私は紅白に出るまでは、大みそかになるギリギリは、お仕事をお断りしてたんですね。正月も必ず家で、気心に知れた人たちと、麻雀をしてということで、本当にリラックスして、別世界に入ってリフレッシュする。それがもう何十年もずーっと続いてたんですけどね。
ここのところは、わたくしの場合は、紅白のリハーサルとか打ち合わせとかで大変なんでございますけどね。でも、一年の総決算として、みなさんが楽しみにしていらっしゃる紅白なんで、私のプライベートな時間は無いものと思って、潔くすっぱり頭の中から追い出してますけどね。
みなさんは年末はどうしてらっしゃるだろうと思いまして、普段から掃除なさっている方はいまさら掃除なさる必要もないですし、それに比べて昔は拭き掃除から全部手仕事で、ほうきと手ぬぐいだけでしょう?姉さんかぶりをして、パタパタパタパタはたきをかけてほうきで掃いて、拭き掃除をして。
いまはルンバだか丹波だか知らないけど、勝手にぐるぐる回って掃除はしてくれるしねぇ。便利な世の中になりましたね。時代の流れですね。
昔の戦前、戦中、戦後とは全然違いますね。大みそかも違って、終戦直後はお餅なんてございませんでしょう。だいたい戦争中からお米が無いんですから。
戦前は豪華にお米もあったし、お雑煮もありましたし、みんな古いしきたりで、旧式の正月で、家族でもお互いに全部着替えて。
お妾さんも本家に住んでる人もいましたし、同じ字所内に住んでいるお妾さんもいましたけど、改めて本家の奥さまに、羽織紋付で、ご挨拶に行くんですよ。そうすると奥様が金一封を封筒に入れて差し出して、「今年も主人をよろしくお願いします」って言って「はい、かしこまりました」なんて返して。
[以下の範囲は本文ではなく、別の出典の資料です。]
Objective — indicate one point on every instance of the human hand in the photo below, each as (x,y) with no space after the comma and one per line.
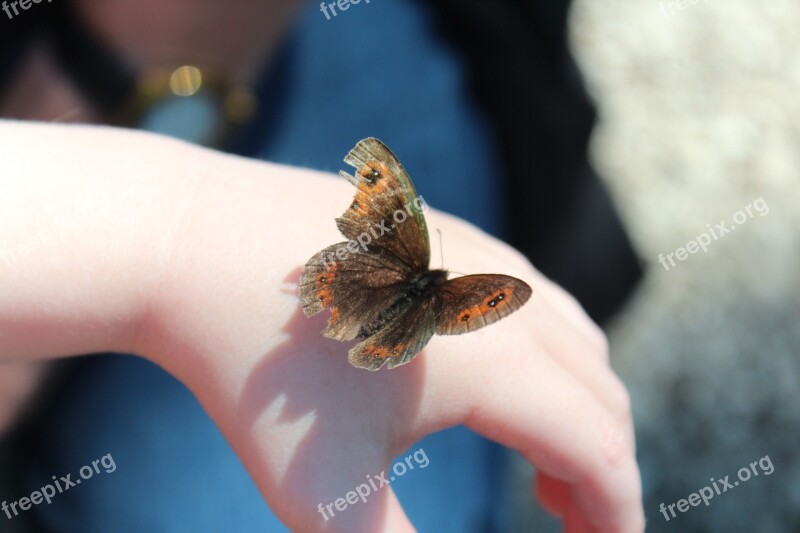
(310,428)
(191,259)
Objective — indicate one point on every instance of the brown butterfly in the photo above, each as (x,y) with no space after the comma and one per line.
(378,285)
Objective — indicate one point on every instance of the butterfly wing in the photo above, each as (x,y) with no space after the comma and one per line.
(355,288)
(400,340)
(386,209)
(468,303)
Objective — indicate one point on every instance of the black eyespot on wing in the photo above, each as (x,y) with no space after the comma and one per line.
(472,302)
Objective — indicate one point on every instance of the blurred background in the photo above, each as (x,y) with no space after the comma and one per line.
(699,116)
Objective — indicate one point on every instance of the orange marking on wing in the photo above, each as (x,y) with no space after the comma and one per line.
(323,285)
(335,315)
(497,300)
(385,351)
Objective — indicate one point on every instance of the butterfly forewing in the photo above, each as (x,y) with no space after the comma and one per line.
(386,210)
(350,287)
(468,303)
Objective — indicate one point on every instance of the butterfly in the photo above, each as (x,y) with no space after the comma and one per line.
(377,285)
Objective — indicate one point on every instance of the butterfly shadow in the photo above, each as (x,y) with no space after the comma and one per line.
(343,417)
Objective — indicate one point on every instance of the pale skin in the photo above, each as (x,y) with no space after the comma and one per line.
(132,242)
(120,241)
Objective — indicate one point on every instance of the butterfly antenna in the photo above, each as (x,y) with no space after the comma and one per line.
(441,246)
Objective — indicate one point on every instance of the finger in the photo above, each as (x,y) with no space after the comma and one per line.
(559,426)
(575,354)
(553,494)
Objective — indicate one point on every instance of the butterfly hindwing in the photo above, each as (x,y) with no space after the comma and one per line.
(349,287)
(386,210)
(400,340)
(471,302)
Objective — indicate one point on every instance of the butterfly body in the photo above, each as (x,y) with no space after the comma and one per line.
(377,285)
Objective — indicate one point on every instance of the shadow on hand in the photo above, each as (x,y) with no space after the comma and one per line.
(358,419)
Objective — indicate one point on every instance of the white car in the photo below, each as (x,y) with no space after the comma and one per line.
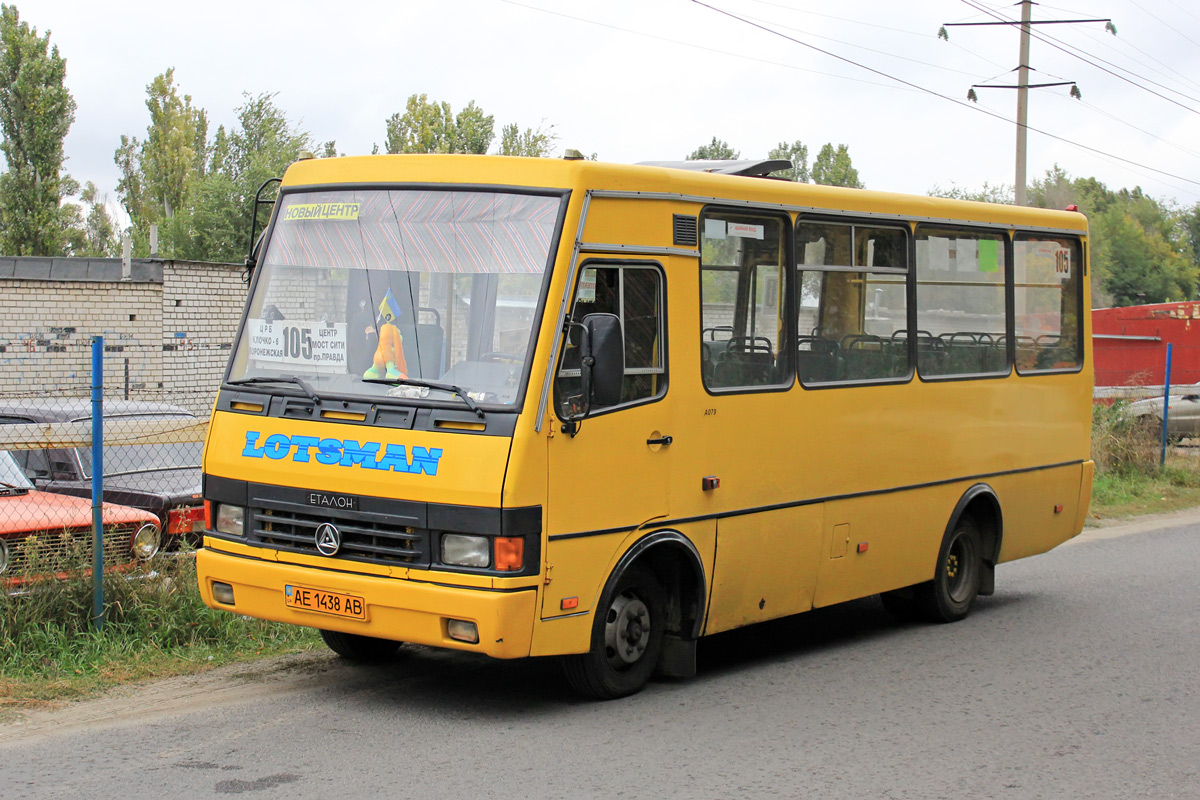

戦争前は、そういう何か不思議な、奥ゆかしいといえば、奥ゆかしい習慣があったんですよ。
それが戦時中にはお正月も盆もへちまも無くなって、ただ防空壕の中で震えて爆撃を逃れる。食べるものも着るものも無い。そういう正月が続いて。
それで終戦後になりまして、終戦後は弱肉強食で、とにかく配給でしたでしょう。何から何まで。お米の代わりにキューバ島という真っ赤ななお砂糖がバケツいっぱい配られたり。政府も何考えてたんでしょうね。とにかく汲々としてて。
それからだんだん少しずつ物が増えて行って、今みたいにそれこそ偽物だろうが本物だろうがありますけれども、まぁ贅沢なごちそうのてんこ盛りの正月になりましたでしょう。
でもお正月の風情のある羽根つきとかカルタ取りとか、ああいうものがごく一部の人がやっているだけで、一般の人はやらなくなったのが、これは残念ですね。
ですからやはり、百人一首のカルタ取りとか、独楽回しとか羽根つきとか獅子舞とか、そういう風情はやっぱりもう一度復活させて、お楽しみいただきたいと思いますね。
まぁ愚痴なんかこぼしたって仕方ありませんね。もう一度楽しい、風情のある正月を復活させましょうね。ではみなさま、どうぞよいお年を。